Figure 1.

Overview of glutamine metabolism. Glutamine (Gln) is imported into the cytosol through various transporters (ASCT2, SNAT1, SNAT2). In the cytosol Gln acts as precursor for biosynthesis of asparagine (Asn), hexosamine and nucleotides. SLC1A5_var transports Gln into the mitochondria, where Gln is converted to glutamate (Glu) by glutaminase (GLS). Glu in the mitochondrial matrix is converted to α-ketoglutarate (αKG), either by glutamate dehydrogenase 1 (GLUD1) or by mitochondrial transaminases (GPT2, GOT2). Glu deamidation by GLUD1 is associated to production of ammonia (NH4+), whereas the conversion of Glu to αKG via transaminases is coupled to synthesis of non-essential amino acids (NEAA), aspartate (Asp) and alanine (Ala). GLS and transaminases are present both into the cytosol and into the mitochondria. The αKG enters the tricarboxylic acid (TCA) cycle, fuels the electron transport chain (ETC), and provides energy (ATP). Various mitochondrial carriers export Glu and αKG back to the cytosol. Cytosolic Glu is exported in exchange for cystine (Cys) by antiporter xCT. Cys and Glu are substrates for the synthesis of glutathione (GSH). Cytosolic isocitrate dehydrogenase IDH1 converts α-KG into isocitrate by oxidizing NADPH to NADP, whereas mitochondrial IDH2 converts isocitrate to αKG, and produces NADPH. Both IDH1 and IDH2 can catalyze the conversion between isocitrate and αKG, and the reverse reaction.

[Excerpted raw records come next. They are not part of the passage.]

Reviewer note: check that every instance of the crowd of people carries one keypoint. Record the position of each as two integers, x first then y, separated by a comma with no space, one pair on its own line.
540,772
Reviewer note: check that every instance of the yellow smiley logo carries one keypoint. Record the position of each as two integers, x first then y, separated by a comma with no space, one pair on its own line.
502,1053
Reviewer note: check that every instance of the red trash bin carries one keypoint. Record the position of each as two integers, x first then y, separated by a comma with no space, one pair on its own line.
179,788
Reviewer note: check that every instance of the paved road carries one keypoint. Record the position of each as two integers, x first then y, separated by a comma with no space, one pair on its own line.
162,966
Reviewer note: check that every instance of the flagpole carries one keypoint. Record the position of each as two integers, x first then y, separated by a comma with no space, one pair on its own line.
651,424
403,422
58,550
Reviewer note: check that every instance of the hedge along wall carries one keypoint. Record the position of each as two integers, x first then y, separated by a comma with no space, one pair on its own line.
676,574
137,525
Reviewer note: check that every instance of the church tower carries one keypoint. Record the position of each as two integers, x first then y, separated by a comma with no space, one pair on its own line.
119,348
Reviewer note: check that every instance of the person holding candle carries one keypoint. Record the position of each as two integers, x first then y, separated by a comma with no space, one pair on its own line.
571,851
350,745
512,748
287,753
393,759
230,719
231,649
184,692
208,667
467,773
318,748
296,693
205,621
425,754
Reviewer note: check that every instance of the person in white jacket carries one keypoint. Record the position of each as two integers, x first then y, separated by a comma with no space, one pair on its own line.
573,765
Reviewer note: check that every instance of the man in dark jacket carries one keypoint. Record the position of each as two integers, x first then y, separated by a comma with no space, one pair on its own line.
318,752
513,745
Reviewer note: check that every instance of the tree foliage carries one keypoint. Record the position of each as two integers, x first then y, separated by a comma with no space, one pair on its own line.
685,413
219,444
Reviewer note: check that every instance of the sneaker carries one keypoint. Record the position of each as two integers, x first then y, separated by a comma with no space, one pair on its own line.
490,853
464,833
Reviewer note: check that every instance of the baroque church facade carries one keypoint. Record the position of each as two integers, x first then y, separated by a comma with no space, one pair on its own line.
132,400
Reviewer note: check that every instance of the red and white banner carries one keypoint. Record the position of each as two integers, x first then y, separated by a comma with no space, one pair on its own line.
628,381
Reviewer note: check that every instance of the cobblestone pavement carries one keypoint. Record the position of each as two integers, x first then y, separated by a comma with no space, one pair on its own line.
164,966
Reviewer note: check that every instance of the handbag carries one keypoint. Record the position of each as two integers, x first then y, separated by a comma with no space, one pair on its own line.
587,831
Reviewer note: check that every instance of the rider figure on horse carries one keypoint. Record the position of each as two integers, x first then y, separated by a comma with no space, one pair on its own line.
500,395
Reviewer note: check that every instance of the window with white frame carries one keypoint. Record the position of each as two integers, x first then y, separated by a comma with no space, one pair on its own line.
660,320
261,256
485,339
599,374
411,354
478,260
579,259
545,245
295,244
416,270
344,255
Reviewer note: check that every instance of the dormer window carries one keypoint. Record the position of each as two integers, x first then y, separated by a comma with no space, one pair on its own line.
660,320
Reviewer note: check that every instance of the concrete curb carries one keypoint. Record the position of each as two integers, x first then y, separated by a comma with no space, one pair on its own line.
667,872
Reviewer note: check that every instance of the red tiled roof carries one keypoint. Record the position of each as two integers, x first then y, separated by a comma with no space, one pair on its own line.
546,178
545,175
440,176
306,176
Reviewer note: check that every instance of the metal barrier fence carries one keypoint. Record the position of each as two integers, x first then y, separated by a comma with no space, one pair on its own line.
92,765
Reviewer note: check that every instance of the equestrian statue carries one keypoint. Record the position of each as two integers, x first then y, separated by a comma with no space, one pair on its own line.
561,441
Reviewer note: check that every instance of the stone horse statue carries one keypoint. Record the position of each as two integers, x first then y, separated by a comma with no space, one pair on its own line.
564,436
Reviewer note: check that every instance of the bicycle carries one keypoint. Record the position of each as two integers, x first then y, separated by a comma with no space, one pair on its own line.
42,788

Glutamine synthetase (GS) synthetize glutamine de novo through condensation of glutamate and NH4+ in the cytosol. αKG α-ketoglutarate; ETC electron transport chain; GLS glutaminase; GLUD1 glutamate dehydrogenase 1; GOT2 glutamic-oxaloacetic transaminase 2; GPT2 glutamic-pyruvic transaminase 2; GS glutamine synthetase; GSH reduced glutathione; IDH isocitrate dehydrogenase; NEAA non-essential amino acids; TCA tricarboxylic acid cycle; TME tumor microenvironment; xCT cystine-glutamate antiporter.